Dès lors le signal émis lors d'une conversation téléphonique
subit deux codages : un signal analogique est émis par le téléphone et transmis au
commutateur de rattachement, où il est codé à 64 kbit/s ; il sera ainsi véhiculé
jusqu'au commutateur de rattachement du correspondant, où il subira un décodage
numérique/ analogique avant d'être acheminé sur le réseau de distribution jusqu'au
terminal téléphonique, qui assurera enfin le décodage analogique/son.
La coexistence de deux techniques de codage différentes dans le
réseau comporte évidemment un coût : on a donc cherché à définir un réseau purement
numérique, le codage numérique du signal se faisant dans l'installation même de
l'utilisateur. Ce réseau est le RNIS (réseau numérique à intégration de services),
dont nous aurons l'occasion de reparler.
Transmission analogique
Codage analogique
La sensibilité de l'oreille humaine va de 15 Hz à 16 kHz ; cet
intervalle comprend les fréquences de la voix humaines, ainsi que celles utilisées en
musique (en prenant en compte les harmoniques les plus aiguës).

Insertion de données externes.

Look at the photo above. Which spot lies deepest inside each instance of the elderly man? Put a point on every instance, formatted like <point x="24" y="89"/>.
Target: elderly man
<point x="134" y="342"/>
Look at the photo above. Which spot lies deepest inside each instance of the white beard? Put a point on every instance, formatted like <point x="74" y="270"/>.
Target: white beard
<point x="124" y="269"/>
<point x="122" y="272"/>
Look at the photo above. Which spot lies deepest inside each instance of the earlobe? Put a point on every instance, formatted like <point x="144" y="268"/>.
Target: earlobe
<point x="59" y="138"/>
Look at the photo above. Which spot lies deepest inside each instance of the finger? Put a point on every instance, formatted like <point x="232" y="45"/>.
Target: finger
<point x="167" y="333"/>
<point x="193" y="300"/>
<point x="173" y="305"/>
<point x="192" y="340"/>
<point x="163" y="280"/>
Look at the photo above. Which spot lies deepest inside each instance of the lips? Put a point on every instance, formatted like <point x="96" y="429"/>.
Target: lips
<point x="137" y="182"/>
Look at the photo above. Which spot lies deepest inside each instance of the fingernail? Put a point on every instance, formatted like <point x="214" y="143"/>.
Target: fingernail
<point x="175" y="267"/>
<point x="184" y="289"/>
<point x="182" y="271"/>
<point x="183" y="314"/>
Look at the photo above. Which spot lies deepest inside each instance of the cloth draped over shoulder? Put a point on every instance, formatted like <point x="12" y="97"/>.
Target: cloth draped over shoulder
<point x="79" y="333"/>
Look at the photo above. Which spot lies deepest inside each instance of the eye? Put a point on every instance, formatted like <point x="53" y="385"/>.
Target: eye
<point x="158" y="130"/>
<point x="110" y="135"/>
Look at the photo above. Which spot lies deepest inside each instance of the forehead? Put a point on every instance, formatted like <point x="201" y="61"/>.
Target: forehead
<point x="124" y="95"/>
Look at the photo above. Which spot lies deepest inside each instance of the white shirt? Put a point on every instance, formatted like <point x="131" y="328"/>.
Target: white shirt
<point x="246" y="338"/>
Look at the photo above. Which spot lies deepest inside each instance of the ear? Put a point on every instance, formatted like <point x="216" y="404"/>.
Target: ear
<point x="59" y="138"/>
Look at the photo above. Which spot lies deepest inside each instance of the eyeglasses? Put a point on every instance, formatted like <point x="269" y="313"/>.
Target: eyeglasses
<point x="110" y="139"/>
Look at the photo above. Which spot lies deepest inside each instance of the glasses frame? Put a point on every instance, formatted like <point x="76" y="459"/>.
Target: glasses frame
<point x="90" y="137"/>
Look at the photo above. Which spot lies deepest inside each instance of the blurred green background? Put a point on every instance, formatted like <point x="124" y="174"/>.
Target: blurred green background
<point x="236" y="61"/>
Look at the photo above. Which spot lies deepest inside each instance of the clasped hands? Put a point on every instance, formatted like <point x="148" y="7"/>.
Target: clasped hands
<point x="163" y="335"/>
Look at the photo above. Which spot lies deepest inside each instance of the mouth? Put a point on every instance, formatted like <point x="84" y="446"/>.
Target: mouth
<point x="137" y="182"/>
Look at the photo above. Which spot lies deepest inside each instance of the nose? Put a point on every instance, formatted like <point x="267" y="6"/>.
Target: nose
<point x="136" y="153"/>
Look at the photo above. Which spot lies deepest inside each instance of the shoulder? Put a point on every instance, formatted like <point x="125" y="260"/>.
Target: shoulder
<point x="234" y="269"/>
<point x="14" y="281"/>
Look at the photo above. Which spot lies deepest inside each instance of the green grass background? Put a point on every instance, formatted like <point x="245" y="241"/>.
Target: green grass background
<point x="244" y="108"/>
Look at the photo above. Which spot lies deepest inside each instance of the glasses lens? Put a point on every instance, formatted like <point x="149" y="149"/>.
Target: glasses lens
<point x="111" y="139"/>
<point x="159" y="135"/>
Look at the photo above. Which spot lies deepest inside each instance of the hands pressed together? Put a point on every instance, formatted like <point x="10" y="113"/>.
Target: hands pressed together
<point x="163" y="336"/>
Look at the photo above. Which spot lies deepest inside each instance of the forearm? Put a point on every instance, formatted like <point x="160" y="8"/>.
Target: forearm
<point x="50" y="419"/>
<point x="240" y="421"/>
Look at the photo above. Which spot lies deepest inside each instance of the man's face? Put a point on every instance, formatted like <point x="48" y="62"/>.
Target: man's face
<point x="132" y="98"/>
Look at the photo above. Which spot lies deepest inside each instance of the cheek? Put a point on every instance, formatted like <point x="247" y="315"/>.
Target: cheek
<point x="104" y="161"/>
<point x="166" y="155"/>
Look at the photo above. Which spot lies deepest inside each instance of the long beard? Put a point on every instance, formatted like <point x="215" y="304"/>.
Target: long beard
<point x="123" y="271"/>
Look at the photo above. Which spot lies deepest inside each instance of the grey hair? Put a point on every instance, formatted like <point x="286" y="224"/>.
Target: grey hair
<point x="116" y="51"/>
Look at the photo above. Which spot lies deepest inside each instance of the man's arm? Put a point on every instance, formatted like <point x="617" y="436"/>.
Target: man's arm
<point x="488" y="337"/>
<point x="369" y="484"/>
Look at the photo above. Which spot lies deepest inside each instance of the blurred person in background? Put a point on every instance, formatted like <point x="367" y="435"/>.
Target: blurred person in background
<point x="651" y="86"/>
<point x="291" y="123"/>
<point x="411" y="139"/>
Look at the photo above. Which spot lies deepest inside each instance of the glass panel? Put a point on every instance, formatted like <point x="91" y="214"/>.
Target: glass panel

Le téléphone utilise une bande de fréquences de 300 à 3400
Hz, jugée suffisante pour garantir l'intelligibilité de la parole. Il en résulte que la
voix est déformée par le téléphone, ce qui rend parfois difficile la distinction entre
certaines consonnes (les s et les f par exemple), et rend fatiguante une longue
conversation. La largeur de bande du téléphone est notoirement insuffisante pour assurer
une transmission musicale de qualité.
Pour transmettre le signal sonore, le réseau téléphonique
utilise un codage analogique : le signal sonore est utilisé pour moduler une onde
porteuse.
Onde porteuse avant modulation
Signal sonore à transporter
Onde porteuse modulée
Cette technique de codage est utilisée pour d'autres types de
signaux : ainsi, on peut transporter sur un câble coaxial un signal de télévision qui
occupe une largeur de bande de 5 MHz.
Le signal analogique peut subir trois sortes de modulation : en
amplitude (c'est le dessin ci-dessus), en fréquence et en phase, en jouant sur les trois
paramètres qui définissent une onde sinusoïdale S, lamplitude A, la fréquence f
= w /2 p,
la phase j :
S(t) = A sin(w t + j )
Exemple de modulation de fréquence
Multiplexage fréquentiel
On peut réaliser la transmission de plusieurs signaux
téléphoniques de 4 kHz sur un canal de transmission large bande en utilisant le
multiplexage fréquentiel : chaque circuit à 4 kHz fait l'objet d'une transposition en
fréquence, puis subit à l'arrivée la transposition inverse. Dans le cas du schéma
ci-dessous, cinq circuits à 4 kHz sont multiplexés sur un circuit à 20 kHz, puis
démultiplexés à l'arrivée :
Schéma du multiplexage fréquentiel
Cette technique de multiplexage était utilisée à grande
échelle sur le réseau de transport avant d'être supplantée par la technique de
multiplexage temporel qui sera décrite plus loin.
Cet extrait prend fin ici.